Diabetes care processes and management
We examined seven annual diabetes care processes—measurement of HbA1c, UACR, BP, cholesterol, creatinine, eye examinations, and foot examinations (online supplemental table 2). BMI, although recommended by ADA, was not included as we did not have these data captured in both pre and during pandemic periods. We categorized people as meeting each guideline-recommended annual care process if they met at least one care goal per year in either of each 2-year period. All others were classified as not meeting the guideline-recommended goal. For diabetes management, we assessed five measures of control including HbA1c, UACR, BP, low density lipoprotein (LDL) cholesterol, and creatinine. For each period, we determined the average of each measurement from KPGA’s electronic medical record (EMR) which includes all laboratory measurements for each member within each period, with the exception of UACR. For UACR, data were highly skewed and thus we compared the proportion of adults considered at high risk for kidney disease (ie, defined as UACR ≥300 mg/g).11 Of note, we were unable to ascertain whether the diabetes care process or measurement occurred during the telehealth visit or not. Foot examinations, for example, were unlikely to occur during a telehealth visit. The goal of this study, however, was to compare telehealth users with non-telehealth users rather than whether or not the diabetes care process occurred in the telehealth setting.
Covariates
Member-level characteristics were ascertained from KPGA’s EMR and included age, race, whether or not on a high deductible plan at enrollment, whether or not primary language is English, BMI, and comorbidities. Race was categorized as black, white, and other, with other consisting of KPGA members who selected Asian, Native Hawaiian/Pacific Islander, American Indian/Alaskan Native, multiple races, and other (not represented by the remaining categories) as their primary race. These races were combined due to the limited sample sizes of each of these categories of race. Ethnicity was not included due to missing data. For those missing self-reported race data (n=1106; 4.84%), a Bayesian method was applied that integrated surname and geocoded information to impute self-reported race.12 This approach has previously shown high correlation (76%) with self-reported race with other KP databases.12
BMI was categorized as normal weight (from 18.5 to <25 kg/m2), overweight (from 25.0 to <30.0 kg/m2), and obese (≥30.0 kg/m2). The number of comorbidities (categorized as none, 1, 2, 3+) was ascertained based on the following comorbidities that have a relation with diabetes: hypertension, congestive heart failure (CHF), hypertensive heart disease, renal failure, hypertensive renal disease, and hypothyroidism. Comorbidities were defined using the Elixhauser Comorbidity Index of ICD-9 and ICD-10 codes13 and represent prevalent conditions as of January 1, 2018. In addition, retinopathy was defined as diabetes with ophthalmic complications, and neuropathy was defined as diabetes with neurological conditions or a history of non-traumatic amputation. We also included neighborhood-level variables, ascertained by linking member zip code to US census tract data, and included median household income (≤US$50,000, US$50,001–US$100,000, US$100,001–US$150,000, >US$150,000) and Social Vulnerability Index (SVI; quartile 1=low vulnerability and quartile 4=high vulnerability). For all non-laboratory measurement variables, <0.5% of data was missing.
Statistical analysis
All individuals in this longitudinal cohort were followed up from January 1, 2018 until December 31, 2021. We compared characteristics in telehealth versus non-telehealth in the pre-COVID period users using t-tests and χ2 where appropriate. Means and medians were reported when summarizing the study population based on normality.
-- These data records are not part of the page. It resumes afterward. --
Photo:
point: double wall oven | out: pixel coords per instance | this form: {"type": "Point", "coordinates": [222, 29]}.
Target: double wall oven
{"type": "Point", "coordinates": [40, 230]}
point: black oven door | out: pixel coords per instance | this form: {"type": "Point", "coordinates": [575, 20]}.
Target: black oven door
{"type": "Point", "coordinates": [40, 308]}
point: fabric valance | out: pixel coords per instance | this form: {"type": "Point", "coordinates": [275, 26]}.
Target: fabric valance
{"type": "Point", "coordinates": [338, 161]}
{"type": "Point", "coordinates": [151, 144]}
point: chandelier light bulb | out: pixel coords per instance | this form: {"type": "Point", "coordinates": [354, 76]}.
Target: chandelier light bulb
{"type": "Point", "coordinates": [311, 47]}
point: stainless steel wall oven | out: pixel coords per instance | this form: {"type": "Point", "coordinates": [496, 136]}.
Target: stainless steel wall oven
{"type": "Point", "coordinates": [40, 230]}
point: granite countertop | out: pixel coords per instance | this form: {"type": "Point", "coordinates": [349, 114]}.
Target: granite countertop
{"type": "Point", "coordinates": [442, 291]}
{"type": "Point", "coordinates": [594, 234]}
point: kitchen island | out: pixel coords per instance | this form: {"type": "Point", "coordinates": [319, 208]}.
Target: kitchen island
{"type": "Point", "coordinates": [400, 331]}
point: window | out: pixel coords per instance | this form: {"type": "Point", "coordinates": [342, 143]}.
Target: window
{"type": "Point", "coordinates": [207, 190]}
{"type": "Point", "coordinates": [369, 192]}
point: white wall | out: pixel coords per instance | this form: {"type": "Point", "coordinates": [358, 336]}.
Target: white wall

To compare changes in telehealth utilization pre versus during the pandemic, we summarized the proportion of people who used telehealth in both time periods and examined the absolute change over time, defined as the proportion using telehealth during the pandemic minus the proportion using telehealth pre-pandemic. We used generalized estimating equation (GEE) regressions to examine the within-subject change in telehealth use pre vs during COVID, adjusted for baseline age, and reported ORs and 95% CIs.
To examine changes in the proportion of people meeting guideline-recommended annual care goals (ie, screening for A1c, BP, etc), we similarly examined the absolute change over time in the proportion of KPGA members meeting each guideline in pre versus during COVID periods. This was stratified by telehealth status to determine if changes over time were different in telehealth and non-telehealth users. The within-subject change in adherence to guideline-recommended routine care processes pre versus during COVID, by telehealth use, and adjusted for baseline age, was assessed using GEE regression as described above. Model fit was assessed using the Hosmer-Lemeshow goodness-of-fit test.
To compare mean laboratory measurements of HbA1c, BP, creatinine, and LDL cholesterol pre (2018–2019) versus during (2020–2021) the pandemic, we similarly examined the absolute change over time and performed linear GEE regressions, adjusted for baseline age and stratified by telehealth status. For UACR, we compared the proportion of adults at high risk for kidney disease (ie, UACR ≥300 mg/g) and reported ORs (reference=pre-period) as UACR was skewed and thus linear regression was not appropriate. Of note, the same individuals were included in the pre and during COVID-19 periods. Therefore, we did not adjust for race, sex, or comorbidities in analyses, which were only ascertained at baseline. All analyses were done overall, and by age, sex, and race subgroups.
Sensitivity analyses
In sensitivity analyses, we examined changes in adherence to recommended screenings among those without prevalent CHF, retinopathy, or neuropathy (n=12,437, ie, individuals who do not need to be ‘screened’ for complications as they already have them) and applied a looser definition of meeting screening guidelines (ie, at least one care process in each 2-year period (vs one per year in primary analyses)).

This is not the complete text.